US president Joe Biden says that the Supreme Court’s decision to overturn Roe v Wade has pointed the country down an “extreme and dangerous” path and that rights surrounding contraception and same-sex marriage may be targeted next.
By Khaila Gentle
WASHINGTON D.C., Sun. June 26, 2022
After a historic ruling in which the US Supreme Court decided that the constitutional right to abortion within the country no longer exists, more than twenty-five states are expected to either fully outlaw or severely limit abortions.
“The constitution makes no reference to abortion, and no such right is implicitly protected by any constitutional provision,” wrote Justice Samuel Alito who, along with four other conservative justices made up the majority vote to overturn Roe v Wade—the landmark court decision from fifty years ago that made abortion a constitutional right. Three of the justices who make up that majority—Neil Gorsuch, Brett Kavanaugh, and Amy Coney Barrett—were appointed by former US president Donald J. Trump.
The court’s liberal justices, who voted against overturning Roe—Stephen Breyer, Sonia Sotomayor, and Elena Kagan—wrote a joint dissent, described by CNBC reporters as “scathing.”
“The majority would allow States to ban abortion from conception onward because it does not think forced childbirth at all implicates a woman’s rights to equality and freedom,” they stated.

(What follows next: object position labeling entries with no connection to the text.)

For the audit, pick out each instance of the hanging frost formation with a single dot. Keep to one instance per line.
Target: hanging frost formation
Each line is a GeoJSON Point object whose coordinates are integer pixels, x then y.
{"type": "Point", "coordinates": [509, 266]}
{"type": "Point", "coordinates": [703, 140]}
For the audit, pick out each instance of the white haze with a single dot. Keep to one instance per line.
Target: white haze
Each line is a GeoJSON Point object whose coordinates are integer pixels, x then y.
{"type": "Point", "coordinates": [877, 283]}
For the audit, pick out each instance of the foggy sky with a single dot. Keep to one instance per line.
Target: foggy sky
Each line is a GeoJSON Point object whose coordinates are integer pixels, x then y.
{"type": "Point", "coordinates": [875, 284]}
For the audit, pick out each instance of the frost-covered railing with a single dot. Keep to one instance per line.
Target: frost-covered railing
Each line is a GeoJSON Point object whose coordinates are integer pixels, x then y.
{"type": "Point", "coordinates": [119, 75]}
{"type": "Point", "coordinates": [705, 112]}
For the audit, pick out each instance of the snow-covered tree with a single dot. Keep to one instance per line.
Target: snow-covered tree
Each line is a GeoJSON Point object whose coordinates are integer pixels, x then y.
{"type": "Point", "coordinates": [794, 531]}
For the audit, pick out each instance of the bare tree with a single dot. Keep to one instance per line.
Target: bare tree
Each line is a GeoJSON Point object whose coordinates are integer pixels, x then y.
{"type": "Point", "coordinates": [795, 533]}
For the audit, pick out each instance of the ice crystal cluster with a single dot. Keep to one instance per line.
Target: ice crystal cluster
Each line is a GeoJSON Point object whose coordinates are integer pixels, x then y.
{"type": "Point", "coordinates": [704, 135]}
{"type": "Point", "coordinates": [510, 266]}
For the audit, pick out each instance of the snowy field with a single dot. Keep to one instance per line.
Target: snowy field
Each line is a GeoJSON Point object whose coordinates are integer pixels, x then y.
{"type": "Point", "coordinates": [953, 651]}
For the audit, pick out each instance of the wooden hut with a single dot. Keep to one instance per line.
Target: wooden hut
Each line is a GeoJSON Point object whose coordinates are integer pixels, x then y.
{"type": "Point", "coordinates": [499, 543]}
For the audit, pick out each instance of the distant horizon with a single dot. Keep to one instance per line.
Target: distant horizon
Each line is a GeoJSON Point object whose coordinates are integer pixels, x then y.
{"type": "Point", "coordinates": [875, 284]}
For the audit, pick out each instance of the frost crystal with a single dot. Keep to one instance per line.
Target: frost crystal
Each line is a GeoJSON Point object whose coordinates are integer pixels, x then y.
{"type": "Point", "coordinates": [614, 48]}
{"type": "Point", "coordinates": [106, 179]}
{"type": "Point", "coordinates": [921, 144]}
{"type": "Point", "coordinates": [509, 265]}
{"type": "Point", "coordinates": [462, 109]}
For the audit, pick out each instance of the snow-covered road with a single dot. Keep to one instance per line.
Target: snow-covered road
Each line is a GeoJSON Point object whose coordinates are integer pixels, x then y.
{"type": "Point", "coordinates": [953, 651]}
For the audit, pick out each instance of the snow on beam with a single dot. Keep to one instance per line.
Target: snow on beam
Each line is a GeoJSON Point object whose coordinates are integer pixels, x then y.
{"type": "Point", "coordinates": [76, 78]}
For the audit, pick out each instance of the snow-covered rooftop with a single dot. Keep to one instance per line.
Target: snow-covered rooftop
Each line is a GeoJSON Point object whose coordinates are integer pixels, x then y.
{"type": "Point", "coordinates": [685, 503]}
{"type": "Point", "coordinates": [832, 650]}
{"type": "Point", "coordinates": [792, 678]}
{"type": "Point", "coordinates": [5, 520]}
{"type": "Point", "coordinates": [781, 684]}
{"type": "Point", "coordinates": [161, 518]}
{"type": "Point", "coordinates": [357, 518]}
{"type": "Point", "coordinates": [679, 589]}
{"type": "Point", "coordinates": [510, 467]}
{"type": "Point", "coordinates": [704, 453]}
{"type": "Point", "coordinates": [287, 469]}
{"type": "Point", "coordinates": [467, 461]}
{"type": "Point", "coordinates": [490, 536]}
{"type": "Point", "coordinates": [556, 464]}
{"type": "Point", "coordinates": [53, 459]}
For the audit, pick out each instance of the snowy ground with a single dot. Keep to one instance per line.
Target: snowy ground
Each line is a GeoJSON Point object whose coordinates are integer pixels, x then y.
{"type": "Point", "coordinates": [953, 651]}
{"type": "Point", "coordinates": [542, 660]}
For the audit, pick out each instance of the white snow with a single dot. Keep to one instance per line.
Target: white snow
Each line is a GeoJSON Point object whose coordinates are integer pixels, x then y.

“A State can force her to bring a pregnancy to term, even at the steepest personal and familial costs,” they added.
In addition to Roe v Wade, the majority also voted to toss out the 1992 court decision made in Planned Parenthood v Casey, which upheld abortion rights and reaffirmed Roe. The controversial ruling, passed on Friday, June 24, came as part of a case titled Dobbs v. Jackson and grants individual states autonomy over their own abortion laws. It is likely to result in abortion being banned or severely restricted in the majority of America’s Southern states, and millions of persons seeking abortions will now have to cross state lines to do so—a reality that experts say will most severely impact women of colour.

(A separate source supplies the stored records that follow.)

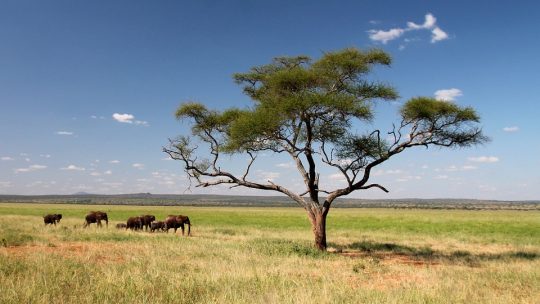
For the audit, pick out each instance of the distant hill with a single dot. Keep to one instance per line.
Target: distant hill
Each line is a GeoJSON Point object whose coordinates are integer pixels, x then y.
{"type": "Point", "coordinates": [264, 201]}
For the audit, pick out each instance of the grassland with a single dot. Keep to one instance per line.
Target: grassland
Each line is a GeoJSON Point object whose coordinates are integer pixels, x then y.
{"type": "Point", "coordinates": [264, 255]}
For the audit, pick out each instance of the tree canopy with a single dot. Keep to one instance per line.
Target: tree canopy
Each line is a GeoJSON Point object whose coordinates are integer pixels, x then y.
{"type": "Point", "coordinates": [306, 108]}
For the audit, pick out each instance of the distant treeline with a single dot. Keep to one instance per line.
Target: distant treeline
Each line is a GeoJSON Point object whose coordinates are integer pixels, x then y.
{"type": "Point", "coordinates": [147, 199]}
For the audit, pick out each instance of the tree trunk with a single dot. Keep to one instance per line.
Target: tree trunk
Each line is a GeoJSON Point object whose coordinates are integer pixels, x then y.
{"type": "Point", "coordinates": [318, 223]}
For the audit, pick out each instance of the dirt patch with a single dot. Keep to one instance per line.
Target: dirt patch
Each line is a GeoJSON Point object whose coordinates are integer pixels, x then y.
{"type": "Point", "coordinates": [80, 251]}
{"type": "Point", "coordinates": [391, 258]}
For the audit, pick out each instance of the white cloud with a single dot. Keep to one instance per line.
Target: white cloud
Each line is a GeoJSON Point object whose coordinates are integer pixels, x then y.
{"type": "Point", "coordinates": [285, 165]}
{"type": "Point", "coordinates": [385, 172]}
{"type": "Point", "coordinates": [142, 123]}
{"type": "Point", "coordinates": [138, 166]}
{"type": "Point", "coordinates": [484, 159]}
{"type": "Point", "coordinates": [73, 168]}
{"type": "Point", "coordinates": [438, 35]}
{"type": "Point", "coordinates": [124, 118]}
{"type": "Point", "coordinates": [129, 118]}
{"type": "Point", "coordinates": [511, 129]}
{"type": "Point", "coordinates": [429, 24]}
{"type": "Point", "coordinates": [385, 36]}
{"type": "Point", "coordinates": [448, 94]}
{"type": "Point", "coordinates": [30, 168]}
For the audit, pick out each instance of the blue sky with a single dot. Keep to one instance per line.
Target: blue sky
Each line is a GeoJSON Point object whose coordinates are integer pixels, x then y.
{"type": "Point", "coordinates": [66, 67]}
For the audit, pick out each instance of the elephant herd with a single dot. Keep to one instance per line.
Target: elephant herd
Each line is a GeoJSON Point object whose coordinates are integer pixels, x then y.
{"type": "Point", "coordinates": [145, 222]}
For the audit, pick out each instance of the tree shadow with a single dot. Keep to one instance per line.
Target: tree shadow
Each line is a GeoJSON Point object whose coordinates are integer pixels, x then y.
{"type": "Point", "coordinates": [426, 255]}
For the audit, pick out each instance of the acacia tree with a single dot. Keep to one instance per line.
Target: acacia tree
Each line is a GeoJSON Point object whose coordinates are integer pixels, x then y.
{"type": "Point", "coordinates": [306, 110]}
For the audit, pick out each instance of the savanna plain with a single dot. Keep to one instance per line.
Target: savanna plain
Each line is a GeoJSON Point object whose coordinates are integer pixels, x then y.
{"type": "Point", "coordinates": [265, 255]}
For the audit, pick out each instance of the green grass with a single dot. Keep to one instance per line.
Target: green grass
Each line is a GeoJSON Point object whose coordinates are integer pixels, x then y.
{"type": "Point", "coordinates": [265, 255]}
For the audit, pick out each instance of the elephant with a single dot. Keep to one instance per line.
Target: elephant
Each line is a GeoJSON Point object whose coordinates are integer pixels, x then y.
{"type": "Point", "coordinates": [96, 217]}
{"type": "Point", "coordinates": [147, 219]}
{"type": "Point", "coordinates": [158, 225]}
{"type": "Point", "coordinates": [177, 221]}
{"type": "Point", "coordinates": [52, 219]}
{"type": "Point", "coordinates": [134, 223]}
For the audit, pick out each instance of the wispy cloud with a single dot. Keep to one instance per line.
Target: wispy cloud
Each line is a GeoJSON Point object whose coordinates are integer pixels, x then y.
{"type": "Point", "coordinates": [5, 184]}
{"type": "Point", "coordinates": [138, 166]}
{"type": "Point", "coordinates": [385, 36]}
{"type": "Point", "coordinates": [448, 94]}
{"type": "Point", "coordinates": [73, 168]}
{"type": "Point", "coordinates": [484, 159]}
{"type": "Point", "coordinates": [129, 118]}
{"type": "Point", "coordinates": [124, 118]}
{"type": "Point", "coordinates": [437, 34]}
{"type": "Point", "coordinates": [285, 165]}
{"type": "Point", "coordinates": [511, 129]}
{"type": "Point", "coordinates": [30, 168]}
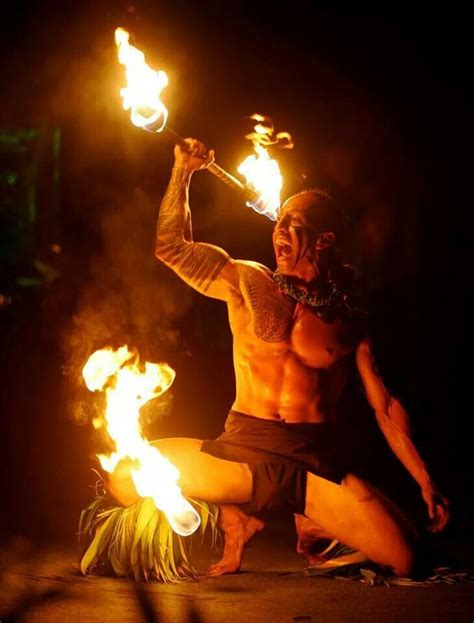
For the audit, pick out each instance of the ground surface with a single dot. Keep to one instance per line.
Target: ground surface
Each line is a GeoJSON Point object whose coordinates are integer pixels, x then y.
{"type": "Point", "coordinates": [44, 585]}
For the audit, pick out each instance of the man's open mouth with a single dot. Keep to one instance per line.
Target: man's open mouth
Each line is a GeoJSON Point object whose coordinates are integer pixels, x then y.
{"type": "Point", "coordinates": [283, 250]}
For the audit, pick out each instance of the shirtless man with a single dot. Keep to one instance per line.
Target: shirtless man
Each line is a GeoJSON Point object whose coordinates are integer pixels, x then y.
{"type": "Point", "coordinates": [293, 332]}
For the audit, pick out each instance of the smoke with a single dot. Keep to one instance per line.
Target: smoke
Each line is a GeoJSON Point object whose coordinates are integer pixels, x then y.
{"type": "Point", "coordinates": [129, 298]}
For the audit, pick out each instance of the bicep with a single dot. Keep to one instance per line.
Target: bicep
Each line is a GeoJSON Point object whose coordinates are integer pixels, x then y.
{"type": "Point", "coordinates": [377, 393]}
{"type": "Point", "coordinates": [205, 267]}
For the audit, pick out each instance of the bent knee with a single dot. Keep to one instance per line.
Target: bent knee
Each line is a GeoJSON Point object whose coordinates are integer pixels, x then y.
{"type": "Point", "coordinates": [120, 486]}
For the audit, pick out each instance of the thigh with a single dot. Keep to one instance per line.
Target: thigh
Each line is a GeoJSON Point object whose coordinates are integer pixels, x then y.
{"type": "Point", "coordinates": [358, 515]}
{"type": "Point", "coordinates": [205, 476]}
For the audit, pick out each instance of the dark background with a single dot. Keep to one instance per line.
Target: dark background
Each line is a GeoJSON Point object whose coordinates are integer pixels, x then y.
{"type": "Point", "coordinates": [376, 103]}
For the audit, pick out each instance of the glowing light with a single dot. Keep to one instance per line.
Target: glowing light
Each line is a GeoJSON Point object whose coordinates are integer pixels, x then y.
{"type": "Point", "coordinates": [127, 389]}
{"type": "Point", "coordinates": [262, 173]}
{"type": "Point", "coordinates": [144, 85]}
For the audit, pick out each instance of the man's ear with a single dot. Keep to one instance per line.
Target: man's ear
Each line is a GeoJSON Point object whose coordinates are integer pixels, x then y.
{"type": "Point", "coordinates": [325, 240]}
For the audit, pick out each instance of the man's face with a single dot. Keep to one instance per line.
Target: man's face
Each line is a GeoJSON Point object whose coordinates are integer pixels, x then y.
{"type": "Point", "coordinates": [294, 239]}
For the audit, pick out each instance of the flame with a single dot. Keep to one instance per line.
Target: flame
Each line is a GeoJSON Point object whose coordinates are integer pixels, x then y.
{"type": "Point", "coordinates": [127, 389]}
{"type": "Point", "coordinates": [144, 85]}
{"type": "Point", "coordinates": [262, 173]}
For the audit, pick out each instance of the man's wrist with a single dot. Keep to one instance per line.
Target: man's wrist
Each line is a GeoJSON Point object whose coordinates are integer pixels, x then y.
{"type": "Point", "coordinates": [181, 171]}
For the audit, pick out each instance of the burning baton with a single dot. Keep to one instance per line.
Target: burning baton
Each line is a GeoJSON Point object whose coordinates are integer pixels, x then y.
{"type": "Point", "coordinates": [142, 97]}
{"type": "Point", "coordinates": [128, 385]}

“Women of color, poor women, Black women are often the canary in the coal mine on these issues,” said Melissa Murray in the Washington Times. Murray is a law professor at the New York University and the author of the book Cases on Reproductive Rights and Justice. “Their experience really telegraphs where we are going with this,” she added.
Since its passing, numerous lawmakers, women’s rights organizations, and abortion rights activists have condemned the decision—as has US president Joe Biden. In a statement given shortly after the ruling was made, President Biden stated that the nation is being pointed down “an extreme and dangerous path.” The US president also referred to the decision as “a realisation of an extreme ideology and a tragic error by the Supreme Court”.
While polls have shown that the majority of Americans did not want Roe v Wade to be overturned (one poll by Monmouth University found that 64% believe abortion should be legal or legal with limitations), those opposed to abortion have been celebrating the decision. Conservative justice Clarence Thomas wrote a concurring opinion with the majority vote in which he stated that cases that established rights regarding the use of contraceptives and sam-sex marriages should also be reconsidered.

The decision made on Friday came just one day after the Supreme Court passed down another controversial ruling—one that struck down the New York law which requires persons to have a license for carrying guns outside their homes.